Por Nuno Rodrigues

Está quase… Está mesmo quase a chegar o tão aguardado dia das eleições, que dizem ser as mais importantes na história da nossa jovem democracia.

O título diz-nos que será «o primeiro dia do resto das nossas vidas». Será realmente isso? Será, de facto, o primeiro dia do resto das nossas vidas, ou a continuação da mesma vida, mas com intérpretes diferentes? Mudaremos de estilo musical, ou assistiremos a uma troca de músicos? Ou, simplesmente, não mudaremos nada?

Gostaria de ser optimista e de acreditar que, no dia 5 de Outubro, seria implantada a confiança na democracia e no nosso país — mas não acredito…

Caso se confirme a vitória da coligação PaF (PSD-CDS) ou do PS, as políticas serão exactamente as mesmas que nos colocaram na situação em que Portugal hoje se encontra. Ou o leitor acredita que quem nos colocou nesta situação conseguirá tirar-nos dela?

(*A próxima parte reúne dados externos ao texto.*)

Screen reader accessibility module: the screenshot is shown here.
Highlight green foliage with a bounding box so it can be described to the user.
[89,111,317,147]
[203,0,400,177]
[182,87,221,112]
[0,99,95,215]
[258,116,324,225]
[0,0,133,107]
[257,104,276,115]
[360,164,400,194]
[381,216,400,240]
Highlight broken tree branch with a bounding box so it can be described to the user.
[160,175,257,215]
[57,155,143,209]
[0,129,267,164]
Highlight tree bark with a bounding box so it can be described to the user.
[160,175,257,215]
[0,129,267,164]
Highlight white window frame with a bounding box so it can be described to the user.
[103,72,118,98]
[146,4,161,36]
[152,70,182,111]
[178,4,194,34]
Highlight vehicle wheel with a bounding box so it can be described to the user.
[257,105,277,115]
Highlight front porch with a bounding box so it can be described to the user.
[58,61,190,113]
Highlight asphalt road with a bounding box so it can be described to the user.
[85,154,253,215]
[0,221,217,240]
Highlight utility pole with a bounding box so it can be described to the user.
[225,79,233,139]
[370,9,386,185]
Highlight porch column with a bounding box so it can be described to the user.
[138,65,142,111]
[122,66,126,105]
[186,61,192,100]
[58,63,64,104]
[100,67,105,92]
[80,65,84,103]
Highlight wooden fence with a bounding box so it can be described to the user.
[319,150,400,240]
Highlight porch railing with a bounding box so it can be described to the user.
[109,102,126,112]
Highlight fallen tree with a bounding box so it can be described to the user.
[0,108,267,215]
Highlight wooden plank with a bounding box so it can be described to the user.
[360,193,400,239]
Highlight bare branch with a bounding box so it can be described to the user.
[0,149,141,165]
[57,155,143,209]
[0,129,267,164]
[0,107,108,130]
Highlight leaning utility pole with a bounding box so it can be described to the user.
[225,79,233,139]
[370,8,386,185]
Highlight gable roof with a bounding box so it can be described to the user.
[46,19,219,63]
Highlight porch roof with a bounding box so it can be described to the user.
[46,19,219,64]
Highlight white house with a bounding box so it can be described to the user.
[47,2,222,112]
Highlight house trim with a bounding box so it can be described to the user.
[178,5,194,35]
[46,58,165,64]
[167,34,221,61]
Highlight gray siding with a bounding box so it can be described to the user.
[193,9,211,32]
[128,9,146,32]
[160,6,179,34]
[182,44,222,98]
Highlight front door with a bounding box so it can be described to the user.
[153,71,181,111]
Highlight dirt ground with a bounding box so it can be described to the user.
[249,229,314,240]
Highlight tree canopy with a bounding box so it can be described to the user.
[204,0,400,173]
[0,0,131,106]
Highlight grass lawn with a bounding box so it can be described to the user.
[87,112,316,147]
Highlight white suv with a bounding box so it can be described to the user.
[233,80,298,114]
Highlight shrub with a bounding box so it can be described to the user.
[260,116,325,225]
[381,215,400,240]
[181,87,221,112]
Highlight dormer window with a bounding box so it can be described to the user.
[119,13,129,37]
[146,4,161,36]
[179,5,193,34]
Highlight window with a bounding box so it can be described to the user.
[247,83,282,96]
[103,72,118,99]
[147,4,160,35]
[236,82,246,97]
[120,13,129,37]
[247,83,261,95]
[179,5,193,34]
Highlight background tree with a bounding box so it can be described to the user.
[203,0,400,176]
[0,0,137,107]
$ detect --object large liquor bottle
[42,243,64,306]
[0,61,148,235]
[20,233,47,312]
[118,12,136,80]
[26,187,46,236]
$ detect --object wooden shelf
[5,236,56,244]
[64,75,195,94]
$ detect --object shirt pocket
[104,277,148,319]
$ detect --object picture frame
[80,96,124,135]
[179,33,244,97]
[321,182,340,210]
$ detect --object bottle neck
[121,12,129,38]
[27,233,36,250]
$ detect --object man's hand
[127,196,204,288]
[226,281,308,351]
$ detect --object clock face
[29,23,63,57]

Foram eles que nos colocaram na UE, então chamada CEE, que nos destruiu a indústria pesada, os têxteis, a agricultura e as pescas. Foram eles que nos tiraram a soberania monetária, com a entrada na moeda única. Foram eles, com as suas políticas, que despovoaram o interior do País, através de construções faraónicas de auto-estradas no litoral, esquecendo-se por completo do interior de Portugal. Foram estes mesmos actores que liberalizaram o mercado de trabalho, lançando para a precarização a geração mais qualificada que algum dia Portugal formou. Foram exactamente estes mesmos partidos que colocaram o nosso País nas mãos estrangeiras, pela terceira vez em quarenta anos de democracia. Foram estes mesmos que introduziram as propinas no Ensino Superior Público. Foram eles que lançaram o ataque ao Serviço Nacional de Saúde. Foram eles que «convidaram» milhares e milhares de jovens a emigrar, para poderem, simplesmente, viver. Foram eles… Foram sempre eles!!!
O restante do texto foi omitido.